Given its moves, SocGen said it was "confident of being able to cover by June 30, 2012 the need to raise additional capital of 2.1 billion Euros... through its own resources, without having to make a call on public funds."
Oudea said the bank hoped to further reduce its exposure to vulnerable sovereign debts.
"A downward trend is inevitable," he said of the longstanding tradition of European banks investing massively in public debts.
The bank said in the last four months it has reduced its portfolio of assets difficult to sell due to the financial crisis by 10 billion Euros to 18.6 billion Euros, incurring a loss of 121 million Euros.

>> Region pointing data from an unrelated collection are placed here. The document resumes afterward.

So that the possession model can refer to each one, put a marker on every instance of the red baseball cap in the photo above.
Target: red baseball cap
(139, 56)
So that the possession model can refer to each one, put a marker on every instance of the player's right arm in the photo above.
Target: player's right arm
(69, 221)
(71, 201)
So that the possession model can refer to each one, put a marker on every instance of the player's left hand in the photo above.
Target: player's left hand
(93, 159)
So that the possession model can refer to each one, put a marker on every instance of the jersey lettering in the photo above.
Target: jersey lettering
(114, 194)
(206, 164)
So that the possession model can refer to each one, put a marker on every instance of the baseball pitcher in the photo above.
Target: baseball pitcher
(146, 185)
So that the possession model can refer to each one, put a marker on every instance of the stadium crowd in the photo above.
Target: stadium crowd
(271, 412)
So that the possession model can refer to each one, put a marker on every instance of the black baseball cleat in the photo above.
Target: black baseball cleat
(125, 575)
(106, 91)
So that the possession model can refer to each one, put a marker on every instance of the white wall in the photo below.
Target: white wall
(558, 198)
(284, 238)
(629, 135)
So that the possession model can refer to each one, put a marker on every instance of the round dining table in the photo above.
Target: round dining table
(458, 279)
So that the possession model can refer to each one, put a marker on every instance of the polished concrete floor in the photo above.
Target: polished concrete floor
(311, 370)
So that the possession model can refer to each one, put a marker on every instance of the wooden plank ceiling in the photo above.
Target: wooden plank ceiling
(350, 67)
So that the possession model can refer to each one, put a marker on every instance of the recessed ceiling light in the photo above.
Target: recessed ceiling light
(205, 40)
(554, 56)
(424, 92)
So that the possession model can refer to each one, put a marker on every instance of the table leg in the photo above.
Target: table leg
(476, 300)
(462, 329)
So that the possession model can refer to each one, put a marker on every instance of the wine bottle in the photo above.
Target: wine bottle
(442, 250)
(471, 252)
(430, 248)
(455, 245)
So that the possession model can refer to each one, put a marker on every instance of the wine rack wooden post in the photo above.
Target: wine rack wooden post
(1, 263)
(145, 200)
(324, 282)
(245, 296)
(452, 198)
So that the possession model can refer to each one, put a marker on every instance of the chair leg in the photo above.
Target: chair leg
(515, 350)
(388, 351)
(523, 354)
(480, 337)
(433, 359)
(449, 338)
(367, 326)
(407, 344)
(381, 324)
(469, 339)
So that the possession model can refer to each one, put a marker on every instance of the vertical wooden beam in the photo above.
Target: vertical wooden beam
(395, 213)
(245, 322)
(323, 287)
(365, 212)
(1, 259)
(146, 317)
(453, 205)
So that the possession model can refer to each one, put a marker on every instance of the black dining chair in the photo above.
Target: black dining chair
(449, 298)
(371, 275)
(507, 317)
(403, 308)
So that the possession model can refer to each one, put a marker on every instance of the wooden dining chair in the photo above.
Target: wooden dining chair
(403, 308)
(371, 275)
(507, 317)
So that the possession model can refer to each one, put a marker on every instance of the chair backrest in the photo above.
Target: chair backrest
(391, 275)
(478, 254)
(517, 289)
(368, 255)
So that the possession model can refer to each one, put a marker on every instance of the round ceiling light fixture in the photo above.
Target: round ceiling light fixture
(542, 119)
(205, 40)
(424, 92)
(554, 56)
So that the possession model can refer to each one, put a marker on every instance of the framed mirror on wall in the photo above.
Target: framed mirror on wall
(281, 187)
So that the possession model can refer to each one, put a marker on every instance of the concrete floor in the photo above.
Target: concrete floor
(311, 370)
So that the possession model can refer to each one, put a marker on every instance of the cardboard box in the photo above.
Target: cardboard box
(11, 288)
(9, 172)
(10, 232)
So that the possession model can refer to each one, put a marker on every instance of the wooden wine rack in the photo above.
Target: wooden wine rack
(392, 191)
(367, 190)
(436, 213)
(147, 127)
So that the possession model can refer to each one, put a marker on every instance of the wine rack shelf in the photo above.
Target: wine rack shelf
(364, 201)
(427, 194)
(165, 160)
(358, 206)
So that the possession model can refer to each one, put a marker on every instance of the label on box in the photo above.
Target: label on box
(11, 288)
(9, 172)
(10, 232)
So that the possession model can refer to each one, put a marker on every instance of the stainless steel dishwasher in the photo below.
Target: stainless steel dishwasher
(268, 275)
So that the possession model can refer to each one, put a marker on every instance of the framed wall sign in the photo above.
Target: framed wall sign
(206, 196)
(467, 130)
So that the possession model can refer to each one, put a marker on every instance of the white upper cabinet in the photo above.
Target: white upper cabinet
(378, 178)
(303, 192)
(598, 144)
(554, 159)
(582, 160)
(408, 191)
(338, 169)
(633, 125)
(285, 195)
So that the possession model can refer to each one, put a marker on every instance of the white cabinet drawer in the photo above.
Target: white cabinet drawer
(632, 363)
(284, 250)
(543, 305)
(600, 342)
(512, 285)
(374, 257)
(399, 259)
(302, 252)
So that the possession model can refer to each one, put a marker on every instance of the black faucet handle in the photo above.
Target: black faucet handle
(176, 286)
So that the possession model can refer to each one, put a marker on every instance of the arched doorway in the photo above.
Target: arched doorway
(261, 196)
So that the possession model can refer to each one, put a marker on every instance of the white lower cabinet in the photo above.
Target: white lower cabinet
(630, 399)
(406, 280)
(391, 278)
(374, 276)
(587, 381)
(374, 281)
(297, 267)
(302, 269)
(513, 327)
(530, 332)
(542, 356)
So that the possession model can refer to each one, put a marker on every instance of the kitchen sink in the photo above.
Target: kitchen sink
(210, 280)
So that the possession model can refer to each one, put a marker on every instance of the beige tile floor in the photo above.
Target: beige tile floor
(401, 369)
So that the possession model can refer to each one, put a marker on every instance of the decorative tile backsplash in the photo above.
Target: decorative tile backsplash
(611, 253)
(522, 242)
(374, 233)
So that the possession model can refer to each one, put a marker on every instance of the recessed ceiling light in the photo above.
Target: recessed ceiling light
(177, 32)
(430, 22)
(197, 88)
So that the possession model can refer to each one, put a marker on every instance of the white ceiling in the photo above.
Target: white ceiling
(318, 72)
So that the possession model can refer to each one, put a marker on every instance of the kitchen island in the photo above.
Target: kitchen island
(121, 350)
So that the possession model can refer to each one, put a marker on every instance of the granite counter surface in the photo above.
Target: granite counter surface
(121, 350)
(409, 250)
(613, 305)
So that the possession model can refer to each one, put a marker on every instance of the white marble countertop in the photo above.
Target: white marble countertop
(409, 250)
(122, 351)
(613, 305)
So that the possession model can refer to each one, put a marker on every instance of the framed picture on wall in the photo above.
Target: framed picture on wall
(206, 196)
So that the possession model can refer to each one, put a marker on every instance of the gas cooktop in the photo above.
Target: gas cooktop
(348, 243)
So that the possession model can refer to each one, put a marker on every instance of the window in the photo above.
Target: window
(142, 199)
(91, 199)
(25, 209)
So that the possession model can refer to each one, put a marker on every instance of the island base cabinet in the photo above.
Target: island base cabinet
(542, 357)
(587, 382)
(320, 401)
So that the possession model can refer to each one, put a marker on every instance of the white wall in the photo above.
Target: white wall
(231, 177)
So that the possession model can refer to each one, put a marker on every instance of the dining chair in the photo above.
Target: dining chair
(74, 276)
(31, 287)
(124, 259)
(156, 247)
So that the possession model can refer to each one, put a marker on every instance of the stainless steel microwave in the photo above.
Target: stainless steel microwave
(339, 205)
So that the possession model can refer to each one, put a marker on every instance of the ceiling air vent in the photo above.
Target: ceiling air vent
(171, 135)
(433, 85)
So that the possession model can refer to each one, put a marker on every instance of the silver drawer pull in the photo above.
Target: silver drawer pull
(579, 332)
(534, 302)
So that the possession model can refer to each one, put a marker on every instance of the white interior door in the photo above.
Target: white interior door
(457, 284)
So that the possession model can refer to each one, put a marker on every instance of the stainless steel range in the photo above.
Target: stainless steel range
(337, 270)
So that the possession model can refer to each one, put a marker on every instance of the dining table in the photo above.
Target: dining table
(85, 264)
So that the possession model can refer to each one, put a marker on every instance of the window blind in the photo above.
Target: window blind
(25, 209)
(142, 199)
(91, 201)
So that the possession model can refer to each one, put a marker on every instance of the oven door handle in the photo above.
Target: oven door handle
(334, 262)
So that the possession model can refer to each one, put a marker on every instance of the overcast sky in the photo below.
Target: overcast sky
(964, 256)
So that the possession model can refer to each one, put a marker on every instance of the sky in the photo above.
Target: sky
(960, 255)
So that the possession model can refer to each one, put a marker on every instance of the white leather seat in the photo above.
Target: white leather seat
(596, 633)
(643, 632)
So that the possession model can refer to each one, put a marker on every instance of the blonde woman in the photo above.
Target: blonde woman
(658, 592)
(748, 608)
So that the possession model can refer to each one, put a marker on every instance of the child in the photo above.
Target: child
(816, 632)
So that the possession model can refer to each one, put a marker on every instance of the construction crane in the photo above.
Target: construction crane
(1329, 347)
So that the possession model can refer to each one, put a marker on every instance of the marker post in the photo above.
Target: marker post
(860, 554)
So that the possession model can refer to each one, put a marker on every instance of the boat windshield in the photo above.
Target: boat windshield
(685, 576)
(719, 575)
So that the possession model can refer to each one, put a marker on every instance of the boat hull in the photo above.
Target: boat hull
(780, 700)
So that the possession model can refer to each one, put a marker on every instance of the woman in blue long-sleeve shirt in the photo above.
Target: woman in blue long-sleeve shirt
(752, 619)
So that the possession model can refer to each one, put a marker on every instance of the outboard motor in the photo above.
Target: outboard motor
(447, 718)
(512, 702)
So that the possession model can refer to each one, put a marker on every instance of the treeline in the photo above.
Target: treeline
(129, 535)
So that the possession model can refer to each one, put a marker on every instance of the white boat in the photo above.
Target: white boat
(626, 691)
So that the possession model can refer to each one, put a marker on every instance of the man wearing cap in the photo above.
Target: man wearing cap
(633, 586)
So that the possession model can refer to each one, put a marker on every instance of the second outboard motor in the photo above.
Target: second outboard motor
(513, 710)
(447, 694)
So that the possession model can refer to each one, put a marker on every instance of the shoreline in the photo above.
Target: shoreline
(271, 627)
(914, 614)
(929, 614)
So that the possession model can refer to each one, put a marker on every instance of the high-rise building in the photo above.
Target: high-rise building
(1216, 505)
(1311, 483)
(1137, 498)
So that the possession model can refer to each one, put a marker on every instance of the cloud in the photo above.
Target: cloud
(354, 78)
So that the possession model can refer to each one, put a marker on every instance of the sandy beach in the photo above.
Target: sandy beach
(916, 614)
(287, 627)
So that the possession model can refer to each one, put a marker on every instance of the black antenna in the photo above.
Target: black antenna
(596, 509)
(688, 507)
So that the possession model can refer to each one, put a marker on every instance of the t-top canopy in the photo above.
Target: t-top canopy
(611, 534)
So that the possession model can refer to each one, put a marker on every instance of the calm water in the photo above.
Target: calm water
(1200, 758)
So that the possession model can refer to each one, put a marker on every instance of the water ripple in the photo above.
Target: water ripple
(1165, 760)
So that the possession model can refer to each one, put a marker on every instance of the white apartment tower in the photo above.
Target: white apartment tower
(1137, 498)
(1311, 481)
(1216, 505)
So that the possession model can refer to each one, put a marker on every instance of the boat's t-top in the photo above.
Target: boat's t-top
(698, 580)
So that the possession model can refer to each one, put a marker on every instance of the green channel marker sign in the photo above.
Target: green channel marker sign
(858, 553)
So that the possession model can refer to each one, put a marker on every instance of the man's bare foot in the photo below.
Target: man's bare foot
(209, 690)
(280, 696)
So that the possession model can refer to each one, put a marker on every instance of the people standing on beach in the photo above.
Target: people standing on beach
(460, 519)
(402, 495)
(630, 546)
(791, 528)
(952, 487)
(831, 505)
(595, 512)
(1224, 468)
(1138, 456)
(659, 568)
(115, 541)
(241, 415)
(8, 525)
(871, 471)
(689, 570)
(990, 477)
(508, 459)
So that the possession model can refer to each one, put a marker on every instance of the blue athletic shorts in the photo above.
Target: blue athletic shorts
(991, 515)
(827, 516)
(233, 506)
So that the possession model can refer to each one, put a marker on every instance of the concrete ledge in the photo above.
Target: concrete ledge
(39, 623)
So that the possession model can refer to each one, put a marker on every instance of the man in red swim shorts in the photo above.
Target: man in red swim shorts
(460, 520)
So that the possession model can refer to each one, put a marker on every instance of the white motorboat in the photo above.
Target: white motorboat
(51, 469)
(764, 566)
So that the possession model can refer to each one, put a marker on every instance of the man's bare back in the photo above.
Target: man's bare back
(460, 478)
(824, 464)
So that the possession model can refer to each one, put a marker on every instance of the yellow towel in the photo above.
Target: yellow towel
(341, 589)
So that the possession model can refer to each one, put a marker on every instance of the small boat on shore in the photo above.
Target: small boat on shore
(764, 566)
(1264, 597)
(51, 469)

The bank had already booked major losses in 2008-2010 on the portfolio of mostly US stocks.
Oudea also said Societe Generale would considerably cut back its business in financing aircraft purchases.
Societe Generale signaled in mid-September that it was reducing its activity in dollar-denominated business segments, such as aircraft financing, due to the tensions making it difficult for European banks to raise fresh funding in dollars.